UStackUStack
Raindrop icon

Raindrop

Raindrop’s Workshop is a local debugger for AI agents, streaming real-time execution traces. Integrated with Claude Code for agent evals.

Raindrop

What is Raindrop?

Raindrop’s Workshop is a local debugger for AI agents, designed to help you observe agent behavior and validate it with agent evals. It streams what your agent is doing in real time, including tokens and tool calls, so you can see decisions as they happen while your agent runs on localhost.

The workflow centers on Claude Code: Workshop records traces from agent execution, then Claude Code can write and run evaluation tests against those behaviors—optionally in a self-healing loop where failures lead to code changes and re-runs until assertions pass.

Key Features

  • Live streamed agent traces on localhost: See every token, tool call, and decision as the agent runs, streamed into Workshop without polling or page refreshes.
  • Trajectory + trace viewing for debugging: The interface shows traces such as “Overview,” “Span Tree,” and “Comms,” helping you inspect how the agent reasoned and what tools it invoked.
  • Integrates with Claude Code: Claude Code reads Workshop traces to generate agent evals and update code based on evaluation outcomes.
  • Evals that can be re-run and iterated: Workshop supports an eval workflow where tests are written, run, and verified (e.g., assertions about follow-up questions or behavior), with re-execution after fixes.
  • Works alongside common agent/coding ecosystems: The page lists compatibility with Vercel AI SDK, OpenAI SDK, Anthropic SDK, LangChain, LlamaIndex, CrewAI, Mastra, and related tooling such as the Claude Code CLI and editors/agents like Cursor and OpenCode.

How to Use Raindrop

  1. Install Workshop using the provided script:
    curl -fsSL https://raindrop.sh/install | bash
    
  2. Start Workshop locally and run your agent so it connects to the local server (the page shows a localhost:5899 endpoint).
  3. Open Workshop to watch traces stream in as your agent runs.
  4. Use Claude Code to write and run evals based on the trace data. When an eval fails, Claude Code can make changes and re-run the agent until the assertions pass (as demonstrated in the streamed example).

Use Cases

  • Debug an agent that skips required follow-ups: Record a trace, run an eval that asserts follow-up questions are asked, then use Claude Code to update prompts or logic so the eval passes.
  • Validate tool-calling behavior over multiple sessions: Compare how an agent behaves across different runs (for example, multiple “agent sessions” shown in the trace list) to confirm consistency.
  • Create targeted regression checks for agent prompts: Use eval tests (e.g., checks for “doesn’t jump to diagnosis”) to ensure prompt changes don’t reintroduce previously fixed issues.
  • Inspect execution comms and span structure: Review “Comms” and “Span Tree” views to understand what the agent did before a failure and which tool calls occurred.
  • Support multi-framework agent development: Use Workshop while building agents with SDKs and frameworks listed on the page (e.g., LangChain/LlamaIndex/CrewAI), keeping debugging local while still running the agent stack you already use.

FAQ

  • Is Workshop only for Claude Code? The page emphasizes Claude Code integration: Claude Code reads traces and writes/runs evals. Workshop itself is positioned as the local debugger; the eval-writing loop is described specifically with Claude Code.
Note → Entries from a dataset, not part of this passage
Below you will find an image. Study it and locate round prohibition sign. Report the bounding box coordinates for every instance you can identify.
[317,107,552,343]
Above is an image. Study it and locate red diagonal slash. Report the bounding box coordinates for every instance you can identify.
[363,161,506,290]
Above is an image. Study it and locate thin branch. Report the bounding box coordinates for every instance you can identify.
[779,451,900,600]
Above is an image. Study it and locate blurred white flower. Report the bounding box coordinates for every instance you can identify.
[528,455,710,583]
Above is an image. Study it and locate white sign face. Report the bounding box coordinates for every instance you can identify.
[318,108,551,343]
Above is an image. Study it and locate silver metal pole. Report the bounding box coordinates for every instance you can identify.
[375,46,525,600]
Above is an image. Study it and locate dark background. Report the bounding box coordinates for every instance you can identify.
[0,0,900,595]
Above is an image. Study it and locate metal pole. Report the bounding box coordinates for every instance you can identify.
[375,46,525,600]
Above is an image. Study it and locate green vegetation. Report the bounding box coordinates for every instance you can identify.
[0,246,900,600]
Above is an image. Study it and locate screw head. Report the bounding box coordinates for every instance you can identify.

  • What does “live streamed traces” mean? The page describes streaming “every token, every tool call, every decision” into Workshop without polling or refreshing, using a local localhost:5899 connection.

  • Which programming languages or frameworks are supported? The page lists compatibility with TypeScript and Python, and also references Rust and Go, along with Vercel AI SDK, OpenAI SDK, Anthropic SDK, LangChain, LlamaIndex, CrewAI, and Mastra.
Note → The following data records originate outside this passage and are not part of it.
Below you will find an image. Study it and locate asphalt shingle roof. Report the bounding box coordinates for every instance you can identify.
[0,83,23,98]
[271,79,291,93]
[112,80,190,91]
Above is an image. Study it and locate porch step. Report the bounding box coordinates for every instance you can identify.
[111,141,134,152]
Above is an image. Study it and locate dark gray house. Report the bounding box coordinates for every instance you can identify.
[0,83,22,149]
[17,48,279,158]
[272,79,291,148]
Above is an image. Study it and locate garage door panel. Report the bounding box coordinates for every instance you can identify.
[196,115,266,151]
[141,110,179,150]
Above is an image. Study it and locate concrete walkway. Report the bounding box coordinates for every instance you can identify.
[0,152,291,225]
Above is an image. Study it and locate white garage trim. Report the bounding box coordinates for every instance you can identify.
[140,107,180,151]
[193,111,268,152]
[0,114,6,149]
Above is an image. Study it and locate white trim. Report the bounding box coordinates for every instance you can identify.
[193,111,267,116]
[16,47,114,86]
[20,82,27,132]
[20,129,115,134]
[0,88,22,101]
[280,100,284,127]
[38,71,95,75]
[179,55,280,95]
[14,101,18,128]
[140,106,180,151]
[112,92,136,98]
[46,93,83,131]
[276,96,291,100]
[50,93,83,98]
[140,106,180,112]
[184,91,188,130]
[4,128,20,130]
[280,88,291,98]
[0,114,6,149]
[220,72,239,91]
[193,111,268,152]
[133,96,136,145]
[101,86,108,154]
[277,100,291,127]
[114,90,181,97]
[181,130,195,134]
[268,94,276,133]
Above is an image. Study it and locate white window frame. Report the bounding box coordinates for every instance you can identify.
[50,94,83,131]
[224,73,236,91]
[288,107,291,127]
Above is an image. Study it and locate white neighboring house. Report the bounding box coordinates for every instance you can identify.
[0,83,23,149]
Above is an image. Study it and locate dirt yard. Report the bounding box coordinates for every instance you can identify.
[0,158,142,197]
  • How do agent evals work in Workshop? In the example shown, traces are used to generate eval tests (assertions), the tests are run, and failures trigger code fixes followed by re-running the agent until assertions pass.

Alternatives

  • Local logging + test harness for agent runs: Instead of a trace viewer and integrated eval loop, you can build your own instrumentation to log tool calls/tokens and run unit/integration tests around agent outputs.
  • Other AI agent observability tools: Category alternatives include tools focused on monitoring agent runs and visualizing traces; they may differ by whether they support an integrated eval-writing and iteration loop.
  • Framework-native debugging: If you use a specific stack (e.g., LangChain/LlamaIndex), you can rely on their built-in tracing/logging and create eval scripts separately, rather than using Workshop as a dedicated local debugger.